Member of the Legislative Assembly of Manitoba for Sturgeon Creek
- Preceded by: Iva Yeo
- Succeeded by: Riding Dissolved

= Gerry McAlpine =

Canadian politician

Gerry McAlpine (born May 26, 1939) was a politician in Manitoba, Canada. He was a member of the Legislative Assembly of Manitoba from 1990 to 1999, representing the riding of Sturgeon Creek as a Progressive Conservative. He was the vice-chairperson of the standing committee on public utilities and natural resources.

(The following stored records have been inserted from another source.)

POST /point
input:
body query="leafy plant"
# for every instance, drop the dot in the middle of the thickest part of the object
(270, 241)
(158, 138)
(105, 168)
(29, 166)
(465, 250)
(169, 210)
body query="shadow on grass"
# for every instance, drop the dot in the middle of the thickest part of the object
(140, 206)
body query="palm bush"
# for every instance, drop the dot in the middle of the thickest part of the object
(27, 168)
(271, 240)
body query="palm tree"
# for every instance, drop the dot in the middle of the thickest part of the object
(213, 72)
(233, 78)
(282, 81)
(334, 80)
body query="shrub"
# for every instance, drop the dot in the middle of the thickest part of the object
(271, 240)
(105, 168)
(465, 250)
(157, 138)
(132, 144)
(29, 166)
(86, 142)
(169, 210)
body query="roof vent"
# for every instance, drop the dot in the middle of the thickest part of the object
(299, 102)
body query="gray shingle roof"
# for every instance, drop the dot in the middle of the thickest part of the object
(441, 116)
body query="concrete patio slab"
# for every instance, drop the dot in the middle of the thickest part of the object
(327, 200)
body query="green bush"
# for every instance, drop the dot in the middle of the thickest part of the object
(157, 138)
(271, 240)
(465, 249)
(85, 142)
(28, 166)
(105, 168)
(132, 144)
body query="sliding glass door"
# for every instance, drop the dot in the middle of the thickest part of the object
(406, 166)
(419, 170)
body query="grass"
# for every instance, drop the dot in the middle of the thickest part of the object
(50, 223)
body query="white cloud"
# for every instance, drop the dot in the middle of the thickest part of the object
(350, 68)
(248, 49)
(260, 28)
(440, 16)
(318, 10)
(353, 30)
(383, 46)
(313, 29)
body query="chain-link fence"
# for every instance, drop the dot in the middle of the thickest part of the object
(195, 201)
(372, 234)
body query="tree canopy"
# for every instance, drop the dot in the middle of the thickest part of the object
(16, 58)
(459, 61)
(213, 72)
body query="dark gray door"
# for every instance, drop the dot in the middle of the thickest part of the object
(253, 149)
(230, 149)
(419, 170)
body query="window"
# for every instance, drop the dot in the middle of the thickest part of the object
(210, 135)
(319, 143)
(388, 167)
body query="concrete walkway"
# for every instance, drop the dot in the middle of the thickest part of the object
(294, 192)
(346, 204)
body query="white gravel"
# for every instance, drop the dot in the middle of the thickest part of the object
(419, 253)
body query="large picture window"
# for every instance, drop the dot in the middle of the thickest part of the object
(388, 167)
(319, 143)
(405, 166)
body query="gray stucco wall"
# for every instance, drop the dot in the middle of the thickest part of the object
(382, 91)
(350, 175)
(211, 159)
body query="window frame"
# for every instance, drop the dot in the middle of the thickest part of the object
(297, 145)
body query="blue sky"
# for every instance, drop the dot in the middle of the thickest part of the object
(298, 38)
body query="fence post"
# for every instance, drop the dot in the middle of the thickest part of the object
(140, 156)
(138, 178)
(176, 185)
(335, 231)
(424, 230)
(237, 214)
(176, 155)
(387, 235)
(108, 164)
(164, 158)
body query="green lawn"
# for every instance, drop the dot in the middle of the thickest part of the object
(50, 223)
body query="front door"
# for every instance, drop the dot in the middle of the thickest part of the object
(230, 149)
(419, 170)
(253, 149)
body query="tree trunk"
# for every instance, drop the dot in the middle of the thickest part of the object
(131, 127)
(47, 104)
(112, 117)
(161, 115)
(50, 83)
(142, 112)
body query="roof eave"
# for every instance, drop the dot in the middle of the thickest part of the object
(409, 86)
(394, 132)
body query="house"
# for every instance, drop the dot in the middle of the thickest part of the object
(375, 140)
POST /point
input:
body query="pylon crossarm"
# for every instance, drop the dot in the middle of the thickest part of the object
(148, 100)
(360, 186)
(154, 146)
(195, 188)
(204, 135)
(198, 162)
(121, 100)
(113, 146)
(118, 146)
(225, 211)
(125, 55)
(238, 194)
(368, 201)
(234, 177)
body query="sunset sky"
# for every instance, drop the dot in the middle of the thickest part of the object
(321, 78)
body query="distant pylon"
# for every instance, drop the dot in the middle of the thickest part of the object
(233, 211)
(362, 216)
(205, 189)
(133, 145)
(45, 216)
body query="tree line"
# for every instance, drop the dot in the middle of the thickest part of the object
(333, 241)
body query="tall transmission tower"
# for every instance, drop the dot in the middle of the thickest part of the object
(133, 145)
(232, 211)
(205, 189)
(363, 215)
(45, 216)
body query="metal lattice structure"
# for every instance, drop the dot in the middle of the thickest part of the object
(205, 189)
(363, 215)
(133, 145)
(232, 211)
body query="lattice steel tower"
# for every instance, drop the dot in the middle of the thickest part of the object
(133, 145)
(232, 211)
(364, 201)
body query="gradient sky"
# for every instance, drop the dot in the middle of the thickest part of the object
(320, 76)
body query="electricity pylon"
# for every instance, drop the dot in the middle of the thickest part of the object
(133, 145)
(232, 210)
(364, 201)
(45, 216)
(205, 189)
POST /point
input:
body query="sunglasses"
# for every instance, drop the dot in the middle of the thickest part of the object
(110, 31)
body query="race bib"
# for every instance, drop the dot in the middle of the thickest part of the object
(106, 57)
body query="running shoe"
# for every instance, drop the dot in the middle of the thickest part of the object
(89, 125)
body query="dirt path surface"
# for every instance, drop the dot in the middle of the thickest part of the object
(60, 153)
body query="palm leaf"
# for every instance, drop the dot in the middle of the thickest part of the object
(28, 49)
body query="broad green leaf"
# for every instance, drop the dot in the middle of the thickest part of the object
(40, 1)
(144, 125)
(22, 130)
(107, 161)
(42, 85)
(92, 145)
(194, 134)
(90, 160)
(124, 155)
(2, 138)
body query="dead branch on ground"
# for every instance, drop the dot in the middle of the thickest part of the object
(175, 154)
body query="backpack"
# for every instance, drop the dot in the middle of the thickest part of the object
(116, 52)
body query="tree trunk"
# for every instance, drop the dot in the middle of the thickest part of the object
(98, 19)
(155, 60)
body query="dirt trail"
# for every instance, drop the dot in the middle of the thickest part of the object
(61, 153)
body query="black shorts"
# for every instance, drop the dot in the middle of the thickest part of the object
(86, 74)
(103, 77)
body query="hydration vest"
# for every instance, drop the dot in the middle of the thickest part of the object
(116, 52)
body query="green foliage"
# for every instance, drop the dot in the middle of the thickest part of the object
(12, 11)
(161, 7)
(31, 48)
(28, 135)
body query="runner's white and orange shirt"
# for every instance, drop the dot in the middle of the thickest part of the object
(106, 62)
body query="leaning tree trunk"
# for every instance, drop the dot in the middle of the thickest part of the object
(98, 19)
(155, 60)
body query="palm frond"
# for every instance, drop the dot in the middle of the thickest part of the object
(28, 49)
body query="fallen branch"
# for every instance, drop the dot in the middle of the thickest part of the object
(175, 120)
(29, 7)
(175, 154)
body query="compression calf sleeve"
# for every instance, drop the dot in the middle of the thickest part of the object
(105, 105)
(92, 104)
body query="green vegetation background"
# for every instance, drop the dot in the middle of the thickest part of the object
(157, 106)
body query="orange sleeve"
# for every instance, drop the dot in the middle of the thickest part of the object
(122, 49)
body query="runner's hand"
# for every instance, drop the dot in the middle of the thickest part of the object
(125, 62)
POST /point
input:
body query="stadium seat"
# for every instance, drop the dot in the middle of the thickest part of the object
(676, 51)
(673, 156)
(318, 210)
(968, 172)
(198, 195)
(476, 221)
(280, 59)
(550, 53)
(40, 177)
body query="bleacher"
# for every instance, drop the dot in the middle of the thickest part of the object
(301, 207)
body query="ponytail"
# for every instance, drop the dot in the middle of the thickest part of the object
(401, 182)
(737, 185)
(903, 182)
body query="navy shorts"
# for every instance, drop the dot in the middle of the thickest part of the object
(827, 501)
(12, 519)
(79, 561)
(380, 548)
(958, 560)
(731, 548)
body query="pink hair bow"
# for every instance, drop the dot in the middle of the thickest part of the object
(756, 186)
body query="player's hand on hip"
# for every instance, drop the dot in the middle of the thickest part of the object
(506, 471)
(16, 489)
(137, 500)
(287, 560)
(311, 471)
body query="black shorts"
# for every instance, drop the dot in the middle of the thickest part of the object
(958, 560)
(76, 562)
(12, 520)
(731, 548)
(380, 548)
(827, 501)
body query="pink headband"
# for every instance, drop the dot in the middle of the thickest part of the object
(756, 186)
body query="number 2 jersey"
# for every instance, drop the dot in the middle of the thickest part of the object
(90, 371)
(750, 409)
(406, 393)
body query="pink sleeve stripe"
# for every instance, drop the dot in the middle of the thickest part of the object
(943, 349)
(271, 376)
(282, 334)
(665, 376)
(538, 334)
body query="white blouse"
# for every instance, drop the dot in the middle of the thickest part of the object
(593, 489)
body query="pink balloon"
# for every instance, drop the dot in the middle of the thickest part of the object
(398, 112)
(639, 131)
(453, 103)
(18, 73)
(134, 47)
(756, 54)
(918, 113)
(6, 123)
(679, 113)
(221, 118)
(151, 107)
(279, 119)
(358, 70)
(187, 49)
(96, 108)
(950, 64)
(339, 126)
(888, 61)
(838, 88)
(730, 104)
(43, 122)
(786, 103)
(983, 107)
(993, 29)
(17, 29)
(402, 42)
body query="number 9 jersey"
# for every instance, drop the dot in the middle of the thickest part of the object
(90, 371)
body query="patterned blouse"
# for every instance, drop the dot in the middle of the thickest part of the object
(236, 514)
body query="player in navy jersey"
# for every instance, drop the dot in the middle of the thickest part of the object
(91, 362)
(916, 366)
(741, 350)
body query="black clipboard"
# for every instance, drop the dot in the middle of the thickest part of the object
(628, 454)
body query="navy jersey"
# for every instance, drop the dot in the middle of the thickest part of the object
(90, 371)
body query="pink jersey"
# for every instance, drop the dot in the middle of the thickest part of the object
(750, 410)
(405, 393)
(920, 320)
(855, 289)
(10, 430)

The son of Donald McAlpine, he was born in Dubuc, Saskatchewan and was educated at the University of Manitoba. McAlpine worked as an insurance adjustor, as a claims manager for Merit Insurance and then operated his own company, McAlpine Investigations. He subsequently worked in real estate and as a nutritional food distributor.

McAlpine was first elected to the Manitoba legislature in the provincial election of 1990, defeating incumbent Liberal Iva Yeo by 769 votes in the riding of Sturgeon Creek. He was re-elected by a greater margin in the general election of 1995.

In the provincial election of 1999, McAlpine lost to NDP candidate Bonnie Korzeniowski by 638 votes in the redistributed riding of St. James. He did not contest the seat in 2003.